The DailyBrief

Thursday December 15, 2016

The United States has not renewed a major aid package to the Philippines because of “significant concerns” about the rule of law under President Rodrigo Duterte, the US embassy said on Thursday. “This decision reflects the Board’s significant concerns around rule of law and civil liberties in the Philippines,” embassy spokeswoman Molly Koscina said in a statement emailed to Agence France-Presse after the country was not selected for a new Millennium Challenge Corporation grant. The previous five-year grant, which was worth US$433.9 million, expired in May this year.

Asian shares and currencies struggled on Thursday after the Federal Reserve raised rates for the first time in a year and hinted at the risk of a faster pace of tightening than investors were positioned for, Reuters reports. Yields on short-term US debt surged to the highest since 2009, sending the dollar to peaks not seen in almost 14 years. The Fed’s rate rise of 25 basis points to 0.5%-0.75% was well flagged, but investors were spooked when the “dot plots” of members’ projections showed a median of three hikes next year, up from two previously. Hong Kong also joined the party raising its base rate by 25 basis points to 1 percentage point.

More diplomatic rumblings emerge as China’s ambassador in the United States fires a veiled warning to US president-elect Donald Trump, Reuters reports.

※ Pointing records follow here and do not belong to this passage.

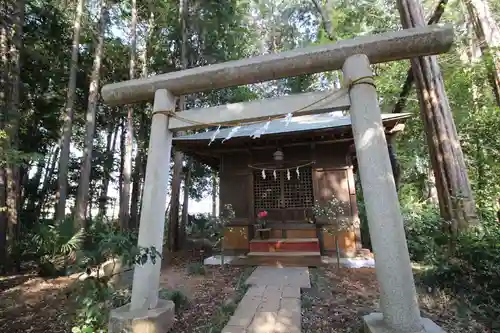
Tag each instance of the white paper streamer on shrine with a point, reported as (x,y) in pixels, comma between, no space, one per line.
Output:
(214,136)
(288,119)
(260,131)
(231,133)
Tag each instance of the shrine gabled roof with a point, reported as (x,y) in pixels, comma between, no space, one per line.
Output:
(297,124)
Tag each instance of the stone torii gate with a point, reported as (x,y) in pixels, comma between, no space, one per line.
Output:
(398,300)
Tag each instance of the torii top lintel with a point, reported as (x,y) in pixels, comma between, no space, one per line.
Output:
(397,45)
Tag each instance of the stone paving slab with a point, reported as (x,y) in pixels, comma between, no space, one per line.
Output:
(286,276)
(272,303)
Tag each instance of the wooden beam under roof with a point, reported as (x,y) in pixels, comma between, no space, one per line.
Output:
(300,104)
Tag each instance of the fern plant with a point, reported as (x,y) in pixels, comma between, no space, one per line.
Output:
(54,247)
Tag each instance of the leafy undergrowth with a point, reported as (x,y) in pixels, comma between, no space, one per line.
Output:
(339,298)
(31,304)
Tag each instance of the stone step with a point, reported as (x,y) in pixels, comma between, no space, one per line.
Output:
(285,245)
(286,254)
(279,260)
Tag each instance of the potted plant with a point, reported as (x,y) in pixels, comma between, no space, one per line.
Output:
(334,213)
(263,232)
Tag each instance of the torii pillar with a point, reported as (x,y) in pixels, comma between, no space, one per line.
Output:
(398,299)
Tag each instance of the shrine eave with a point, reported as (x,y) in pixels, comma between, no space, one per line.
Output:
(300,130)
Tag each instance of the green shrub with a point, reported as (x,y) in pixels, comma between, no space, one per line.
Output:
(424,232)
(196,268)
(52,246)
(180,300)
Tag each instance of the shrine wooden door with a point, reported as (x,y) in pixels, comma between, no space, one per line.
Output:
(287,195)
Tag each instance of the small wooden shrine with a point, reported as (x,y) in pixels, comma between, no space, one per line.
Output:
(284,172)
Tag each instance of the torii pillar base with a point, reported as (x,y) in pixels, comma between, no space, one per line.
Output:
(157,320)
(374,323)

Ambassador Cui Tiankai on Wednesday said that China would never bargain with Washington over issues involving its national sovereignty or territorial integrity. Speaking to executives of top US companies, he said Beijing and Washington needed to work to strengthen their relationship. “The political foundation of China-US relations should not be undermined. It should be preserved,” Cui said.

China is throwing its weight behind sport as an engine of economic growth and elusive soft power, and with a market tipped to reach US$724 billion market by 2025, mixed martial arts is a prime target, writes Matt Eaton. Battle lines have been drawn as domestic, regional and American players are preparing for an MMA showdown to grab the biggest slice of market share in a fast-growing sport that appeals to men and women. Pedro Chan chats to two warriors from Tianjin in China with great ambitions to conquer the cage and claim more than one belt.

The executions of Nie Shubin and Jia Jinglong occurred more than 20 years apart, yet the Chinese authorities have used the plight of both men to send starkly different messages on the death penalty, writes William Nee from Amnesty International. Nie, who was executed in 1995 for rape and murder, received a rare posthumous exoneration earlier this month. Officials made much of how this wrongful execution had been corrected and that lessons had been learnt. This may seem like an advance for justice, but the authorities did not look kindly on another campaign this past month to spare the life of Jia. A frantic last-ditch effort on Chinese social media came to nothing. Jia, who killed a local village official, was executed on November 15.